Thanks for reading through it!
bearophile wrote:
Robert Fraser:
Attached, if you don't mind NO comments.
This is your code, I can see you have not used the union trick to reduce the
memory used by each node that I suggested you:
private static struct TreeNode
{
TreeNode* left;
TreeNode* right;
TreeNode* mid;
K split;
K[] key;
V value;
}
How does the union trick work exactly?
And it seems all nodes contain a value, not just the leaves.
I'm assuming that V.sizeof == (void*).sizeof. There's actually 12 bytes
that are unused on all but nodes containing values, since the key is
also cached in there. This could eliminated by keeping track of the
current stack in the opApply methods, but that slows down iteration.

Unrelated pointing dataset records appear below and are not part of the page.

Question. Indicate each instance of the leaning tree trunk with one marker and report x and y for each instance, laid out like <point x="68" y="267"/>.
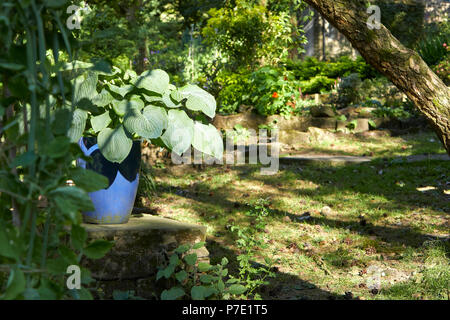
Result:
<point x="403" y="66"/>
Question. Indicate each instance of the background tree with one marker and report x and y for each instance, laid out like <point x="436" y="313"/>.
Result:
<point x="403" y="66"/>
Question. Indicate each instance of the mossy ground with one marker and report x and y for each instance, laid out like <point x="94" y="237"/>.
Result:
<point x="381" y="219"/>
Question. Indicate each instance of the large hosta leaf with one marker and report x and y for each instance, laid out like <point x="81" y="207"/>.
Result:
<point x="157" y="114"/>
<point x="122" y="90"/>
<point x="152" y="98"/>
<point x="198" y="99"/>
<point x="78" y="124"/>
<point x="85" y="86"/>
<point x="207" y="140"/>
<point x="103" y="98"/>
<point x="100" y="122"/>
<point x="137" y="102"/>
<point x="114" y="144"/>
<point x="148" y="128"/>
<point x="169" y="102"/>
<point x="123" y="106"/>
<point x="155" y="81"/>
<point x="180" y="131"/>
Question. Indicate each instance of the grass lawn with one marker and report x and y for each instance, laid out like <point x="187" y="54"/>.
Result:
<point x="378" y="230"/>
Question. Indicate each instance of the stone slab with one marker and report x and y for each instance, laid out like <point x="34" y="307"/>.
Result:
<point x="140" y="246"/>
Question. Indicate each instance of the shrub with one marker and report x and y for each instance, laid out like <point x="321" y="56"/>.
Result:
<point x="342" y="67"/>
<point x="274" y="91"/>
<point x="233" y="91"/>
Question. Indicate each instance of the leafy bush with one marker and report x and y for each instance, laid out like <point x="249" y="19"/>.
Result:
<point x="252" y="274"/>
<point x="233" y="92"/>
<point x="274" y="91"/>
<point x="317" y="84"/>
<point x="247" y="33"/>
<point x="349" y="90"/>
<point x="188" y="278"/>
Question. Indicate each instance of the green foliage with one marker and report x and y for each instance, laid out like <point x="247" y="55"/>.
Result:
<point x="405" y="19"/>
<point x="119" y="106"/>
<point x="40" y="213"/>
<point x="249" y="240"/>
<point x="434" y="49"/>
<point x="188" y="278"/>
<point x="239" y="134"/>
<point x="344" y="66"/>
<point x="274" y="91"/>
<point x="442" y="69"/>
<point x="248" y="33"/>
<point x="233" y="90"/>
<point x="376" y="93"/>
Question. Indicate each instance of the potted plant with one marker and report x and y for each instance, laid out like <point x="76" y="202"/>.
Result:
<point x="115" y="110"/>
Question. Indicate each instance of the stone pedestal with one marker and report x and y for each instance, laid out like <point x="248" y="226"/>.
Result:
<point x="140" y="246"/>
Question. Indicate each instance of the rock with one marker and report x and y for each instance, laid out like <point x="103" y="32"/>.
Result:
<point x="348" y="112"/>
<point x="326" y="211"/>
<point x="322" y="111"/>
<point x="373" y="134"/>
<point x="318" y="135"/>
<point x="140" y="246"/>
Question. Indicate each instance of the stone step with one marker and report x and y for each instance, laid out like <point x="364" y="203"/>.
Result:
<point x="327" y="159"/>
<point x="140" y="246"/>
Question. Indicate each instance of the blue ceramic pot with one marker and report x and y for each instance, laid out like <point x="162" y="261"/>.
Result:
<point x="114" y="204"/>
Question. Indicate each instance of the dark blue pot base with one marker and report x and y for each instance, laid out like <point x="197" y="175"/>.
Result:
<point x="114" y="204"/>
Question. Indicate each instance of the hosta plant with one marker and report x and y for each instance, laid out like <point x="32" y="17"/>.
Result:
<point x="120" y="106"/>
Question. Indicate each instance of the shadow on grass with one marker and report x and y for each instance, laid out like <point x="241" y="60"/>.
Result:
<point x="281" y="287"/>
<point x="366" y="182"/>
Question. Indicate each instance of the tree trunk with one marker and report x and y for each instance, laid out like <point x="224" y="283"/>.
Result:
<point x="404" y="67"/>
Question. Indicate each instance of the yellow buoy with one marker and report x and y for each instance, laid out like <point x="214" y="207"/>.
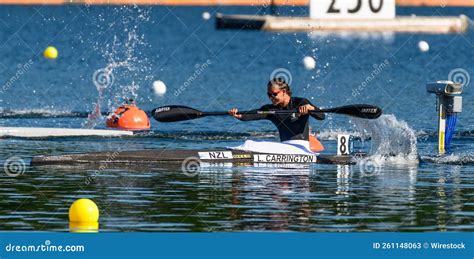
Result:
<point x="84" y="211"/>
<point x="50" y="52"/>
<point x="84" y="227"/>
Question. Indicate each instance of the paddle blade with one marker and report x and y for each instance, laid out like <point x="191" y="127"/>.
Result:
<point x="364" y="111"/>
<point x="175" y="113"/>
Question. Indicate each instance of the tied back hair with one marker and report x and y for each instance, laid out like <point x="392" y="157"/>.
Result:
<point x="280" y="84"/>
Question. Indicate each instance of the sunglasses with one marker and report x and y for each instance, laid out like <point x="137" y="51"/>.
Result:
<point x="273" y="95"/>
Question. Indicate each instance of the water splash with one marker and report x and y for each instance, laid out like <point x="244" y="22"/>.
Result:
<point x="126" y="68"/>
<point x="392" y="140"/>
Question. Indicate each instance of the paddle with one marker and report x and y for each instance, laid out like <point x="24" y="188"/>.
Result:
<point x="175" y="113"/>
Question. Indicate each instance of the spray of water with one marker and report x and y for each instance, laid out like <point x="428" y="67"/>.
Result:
<point x="126" y="67"/>
<point x="392" y="140"/>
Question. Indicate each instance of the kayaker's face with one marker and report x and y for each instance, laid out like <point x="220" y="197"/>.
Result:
<point x="276" y="95"/>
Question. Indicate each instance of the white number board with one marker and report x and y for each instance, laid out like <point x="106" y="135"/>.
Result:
<point x="352" y="9"/>
<point x="344" y="144"/>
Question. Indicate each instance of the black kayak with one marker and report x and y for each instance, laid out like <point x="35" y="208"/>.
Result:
<point x="163" y="156"/>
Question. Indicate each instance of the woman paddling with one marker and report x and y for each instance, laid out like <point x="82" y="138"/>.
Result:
<point x="291" y="127"/>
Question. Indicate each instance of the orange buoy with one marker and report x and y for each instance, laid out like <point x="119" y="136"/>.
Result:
<point x="314" y="144"/>
<point x="128" y="117"/>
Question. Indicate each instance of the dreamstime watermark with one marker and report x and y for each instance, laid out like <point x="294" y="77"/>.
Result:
<point x="21" y="69"/>
<point x="103" y="166"/>
<point x="369" y="167"/>
<point x="378" y="68"/>
<point x="14" y="166"/>
<point x="46" y="247"/>
<point x="459" y="75"/>
<point x="282" y="73"/>
<point x="103" y="78"/>
<point x="191" y="166"/>
<point x="200" y="68"/>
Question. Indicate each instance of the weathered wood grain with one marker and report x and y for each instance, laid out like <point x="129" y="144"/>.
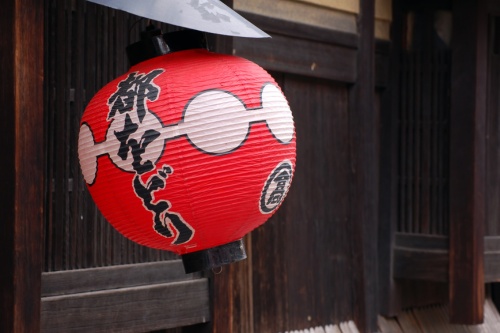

Non-leaf nodes can also have values. For example, if you have "var" = 5
and "var2" = 10, "r" will have a value and a mid.
the compiler wasn't unrolling the tail call<
I think still DMD isn't able to unroll tail calls.
Regarding the memory.d, in my implementation I have used a:
T[(MAX_BLOCK_BYTES / T.sizeof)] items;
you have used:
private void[BLOCK_SIZE] data = void;
memset(blk.data.ptr, 0, BLOCK_SIZE);
Not setting that void array (of uint? ubyte?) to void the compiler sets it to
zero with a memset, so I don't understand what you have gained.
void[SIZE]; fails with an obscure error message... you need to
initialize it to void.
And allocating an array of nodes offers a GC a chance to know what's inside the
block of memory, so it's more compatible with better future GCs (it may be
better even now).
It also allows for safer initializations of the struct fields, for example on
some CPUs null can be != 0
I agree, but I wanted a generic construct that could also be used for
allocating class instances.
Later I'll try to adapt your code to Phobos1.
Thanks!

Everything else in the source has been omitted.